Ketika Agama Jadi Alat Perpecahan

Ketika Agama Jadi Alat Perpecahan

Merasa terganggu menyaksikan Kaum Adat di tengah adat istiadat yang bertentangan dengan Islam, salah satu tokoh penting Kaum Padri, Haji Miskin, yang pernah tinggal di Mekkah sesudah pendudukan wahabi tahun 1803 di Kota Hijaz, mulai melarang warga melakukan sabung ayam.

Pada suatu malam, ia membakar balai yang biasa dipakai untuk sabung ayam hingga memicu kemarahan Kaum Adat. Haji Miskin dikejar. Dia berhasil mengamankan diri di Kota Lawas. Kemudian mendapatkan perlindungan dari Tuanku Mensiangan atau dikenal juga Tuanku Pasaman, seorang panglima Kaum Padri.

Berawal dari tindakan pembakaran balai, setiap kaum mulai mengumpulkan pengikut dan mempertahankan argumen masing-masing. Bersama Haji Miskin, terdapat setidaknya delapan ulama. Seperti Tuanku nan Renceh, Tuanku Lubuk Aur, Tuanku Berapi, Tuanku Padang Lawas, Tuanku Padang Luar, Tuanku Galung, Tuanku Biaro, dan Tuanku Kapau.

Jeff Hadler dalam buku Sengketa Tiada Putus: Matriarkat, Reformisme Agama, dan. Kolonialisme di Minangkabau (2010) menjelaskan, sebutan tuanku adalah gelar yang diberikan kepada ulama tingkat tinggi di Sumbar. Sikap keras para tuanku terhadap segala tindakan yang berbau adat istiadat membuat mereka dijuluki Harimau Nan Salapan.

Sebelumnya, mereka sempat bermusyawarah dengan Tuanku nan Tuo. Semula mereka hormati. Yang menyetujui gerakan pemurnian ajaran Islam di Minangkabau. Asal dengan cara-cara lunak. Menurut Tuanku nan Tuo, cara keras hanya akan melahirkan kekerasan baru. Akhirnya, Harimau nan Salapan memilih sikap Tuanku Pasaman, yang juga sama-sama keras, hingga memicu perang saudara yang berkepanjangan.

Periode pertama Perang Padri, tahun 1803 hingga 1821, terjadi pertempuran sporadik antara kekuatan reformis (Kaum Padri) dan tradisionalis (Kaum Adat). Dengan semangat, Kaum Padri mengumumkan jihad melawan Kaum Adat, membakar rumah-rumah gadang, dan membunuh para pemimpin adat.
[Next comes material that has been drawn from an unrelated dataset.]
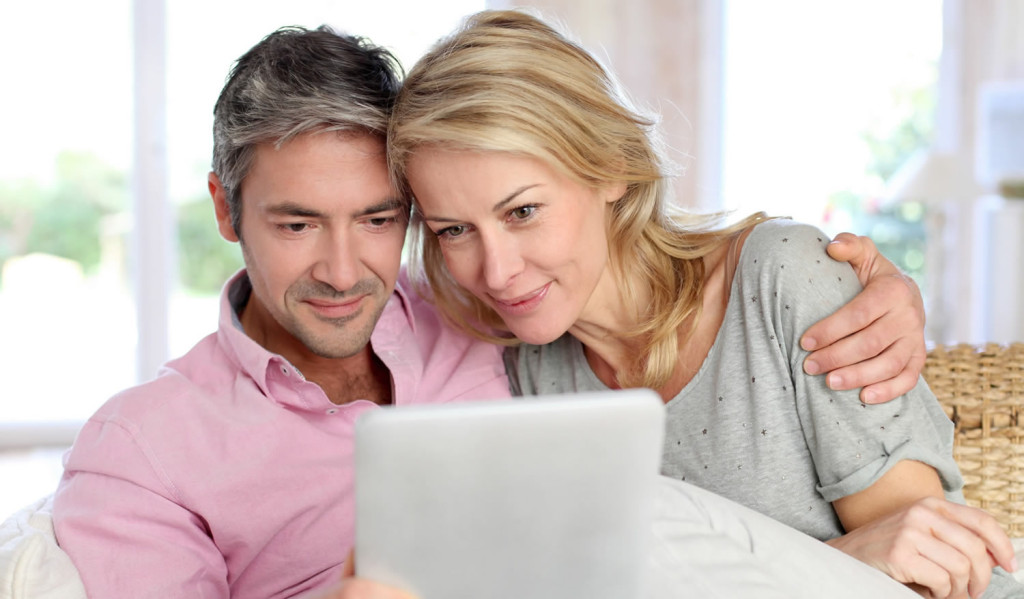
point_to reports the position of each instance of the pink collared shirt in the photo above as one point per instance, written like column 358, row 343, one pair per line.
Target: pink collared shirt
column 229, row 475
Tahun 1815, tanpa adanya seruan yang berpengaruh dari Sultan, Kaum Padri mulai geram dan melakukan penyerangan terhadap Kesultanan. Di bawah pimpinan Tuanku Pasaman, mereka menyerang Kerajaan Pagaruyung. Puncaknya, pecahlah peperangan di Koto Tangah. Pada peperangan ini, beberapa tokoh Kesultanan tewas terbunuh. Akibat kesalahpahaman antara Kaum Padri dan orang-orang Pagaruyung.

Dalam bukunya, Parlindungan menyebutkan pembantaian yang dilakukan Kaum Padri terhadap Kerajaan Pagaruyung, istana kuno Minangkabau yang dianggap sebagai sumber budaya Melayu. Istana ini menjadi korban serangan Tuanku Pasaman dan orang-orang Batak Mandailing oleh serangan pasukan Tuanku Rao.